In 1948, Singer and Hasting proposed measuring the difference between plasma cations and anions (buffer base) to determine the corresponding concentration of acids and bases, based upon the principal of electro-neutrality [16]. Subsequently, Stewart revised the buffer–base concept by providing mathematical formulae to create a physiochemical model that related a set of independent variables ([SID], [ATOT] and PCO2]) to a set of dependent variables (pH and [HCO3]). If non-carbonate buffers are held constant, then, according to this model, metabolic acidosis is due exclusively to a low [SID].

As a corollary, the pH of any fluid compartment is determined exclusively by the independent variables present in that particular compartment. It follows that the kidney maintains acid–base balance mostly through the regulation of plasma [Na+] and [Cl], and thus the [SID]. In contrast to the traditional model, systemic acid–base disturbances may be understood without reference to the urine concentration of ammonium, titratable acid, bicarbonate or hydrogen ions (net acid excretion). While acknowledging the role of hydrogen ion transport proteins in instigating RTA, Stewart claimed that the resulting systemic acidosis could be explained and quantified by the “mishandling” of chloride ions.

The Stewart model may be useful for explaining and quantifying our results. First, the Stewart model explains the mechanism of the saline-induced metabolic acidosis, through an effect on [SID]. Second, the Stewart model permits quantification of the acid–base derangement. For example, we found that plasma chloride increased in proportion to the decrease in the plasma pH (r=−0.77, P<0.05). In a multiple regression model, the acidosis could be accounted for almost entirely by the changes in [Cl] and PCO2 (multiple regression r=0.88, P<0.05).

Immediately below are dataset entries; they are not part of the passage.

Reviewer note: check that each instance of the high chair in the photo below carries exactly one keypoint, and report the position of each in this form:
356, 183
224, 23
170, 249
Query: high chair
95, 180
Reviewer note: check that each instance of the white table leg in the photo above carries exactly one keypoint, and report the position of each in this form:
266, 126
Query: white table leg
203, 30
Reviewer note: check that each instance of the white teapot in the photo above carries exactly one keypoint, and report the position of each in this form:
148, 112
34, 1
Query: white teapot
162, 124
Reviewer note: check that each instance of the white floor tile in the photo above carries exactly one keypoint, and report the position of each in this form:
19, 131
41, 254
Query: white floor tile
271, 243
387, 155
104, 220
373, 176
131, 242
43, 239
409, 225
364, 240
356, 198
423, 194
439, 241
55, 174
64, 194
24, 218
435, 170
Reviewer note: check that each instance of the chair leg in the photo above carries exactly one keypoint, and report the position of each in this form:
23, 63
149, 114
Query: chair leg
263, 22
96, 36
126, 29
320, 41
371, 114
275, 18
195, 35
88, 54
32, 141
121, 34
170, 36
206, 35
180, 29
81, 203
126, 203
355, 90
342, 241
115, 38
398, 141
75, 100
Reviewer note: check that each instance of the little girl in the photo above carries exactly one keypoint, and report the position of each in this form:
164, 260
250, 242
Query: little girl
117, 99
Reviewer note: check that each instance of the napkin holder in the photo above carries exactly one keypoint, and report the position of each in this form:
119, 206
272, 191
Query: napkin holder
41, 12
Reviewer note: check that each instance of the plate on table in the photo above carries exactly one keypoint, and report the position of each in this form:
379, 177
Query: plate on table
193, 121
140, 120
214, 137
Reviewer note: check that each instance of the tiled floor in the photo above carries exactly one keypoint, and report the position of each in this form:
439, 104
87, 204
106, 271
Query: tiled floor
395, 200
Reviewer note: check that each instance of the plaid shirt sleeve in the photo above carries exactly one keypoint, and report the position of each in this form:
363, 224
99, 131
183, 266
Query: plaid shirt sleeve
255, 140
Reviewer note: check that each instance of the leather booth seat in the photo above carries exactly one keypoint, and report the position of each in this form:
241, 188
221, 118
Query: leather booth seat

In summary, our findings suggest that dRTA is often a “plasticytopathy”, principally due to aberrant targeting of functional Cl/HCO3 exchange proteins to the apical surface of intercalated cells. The metabolic acidosis that occurs, following hypotonic saline infusion in alkali-treated patients with dRTA, is better explained by changes in the strong ion difference (the Stewart theory) than by changes in urine bicarbonate excretion (the traditional theory).